Se para o candidato de Esquerda as sondagens se mostraram uma deceção, já que as mais recentes lhe atribuíam uma vitória na primeira volta, para Jair Bolsonaro verificou-se o oposto. O atual líder conseguiu recolher cerca de 7 pontos percentuais a mais do que aquilo que as projeções antecipavam. "Vencemos a mentira", frisou.
Apesar de, em termos percentuais, Bolsonaro ter registado uma queda em relação a 2018, visto que há quatro anos obteve 46,08% dos votos, o presidente - que nunca ganhou nenhuma disputa eleitoral à primeira - teve mais 1,7 milhão de votos do que nas últimas eleições em que participou (49,3 milhões de votos), recolhendo agora 51 milhões.
Além de já serem observadas como as eleições que mais fragmentaram o Brasil, serão recordadas por outros marcos, uma vez que é a primeira vez que um chefe de Estado em exercício não passa à segunda volta em primeiro lugar, desde o fim da ditadura militar, em 1985.
Conquista de eleitores
"Isto é atípico", explica Ana Paula Costa, investigadora do IPRI, considerando que o presidente, por norma, "tem o Estado em suas mãos. Consegue mobilizar os recursos e tem nas suas mãos a máquina eleitoral, assim, tem capacidade para se organizar melhor".

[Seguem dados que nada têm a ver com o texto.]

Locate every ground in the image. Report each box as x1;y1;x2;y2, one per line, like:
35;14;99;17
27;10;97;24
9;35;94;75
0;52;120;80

Na perspetiva da politóloga, a "vontade de mudança por parte dos brasileiros" pode ter sido o principal impulsionador que terá impedido esta vantagem, tal como "alguma incompetência" por parte de Jair Bolsonaro na liderança dos últimos quatro anos.
Ainda assim, explica Ana Paula Costa, o facto de o Partido Liberal, a que o presidente se filiou para esta eleição, ter as maiores bancadas no Congresso e no Senado, também pode representar um estímulo para a campanha que se segue. "Esta já é a base do Bolsonaro, portanto é mais fácil para ele", ressalva.
O futuro joga-se agora no xadrez político, no qual cada um dos candidatos tem a missão de conquistar o eleitorado que na primeira volta votou em Simone Tebet e Ciro Gomes, terceira e quarto classificados, respetivamente. Nem o rosto do MDB nem o representante do PDT tomaram uma posição pública sobre que candidato irão apoiar, mas, independentemente de quem for, tal decisão poderá não ser relevante o suficiente para mudar as intenções de voto dos apoiantes.
"A Simone Tebet sinalizou que tinha um lado e pode ser mais favorável a Lula, mas o apoio dela pode não ser o apoio escolhido pelo partido dela. Pelo perfil dos partidos, penso que os eleitores que votaram na Simone podem acabar migrando para Bolsonaro. Por outro lado, mesmo que o Ciro não apoie Lula, o eleitorado deverá optar pelo candidato do PT, devido a questões ideológicas", elucida a politóloga, reforçando que a discrepância sobre as preferências deste eleitorado aumenta a incerteza sobre a vitória de qualquer um dos candidatos.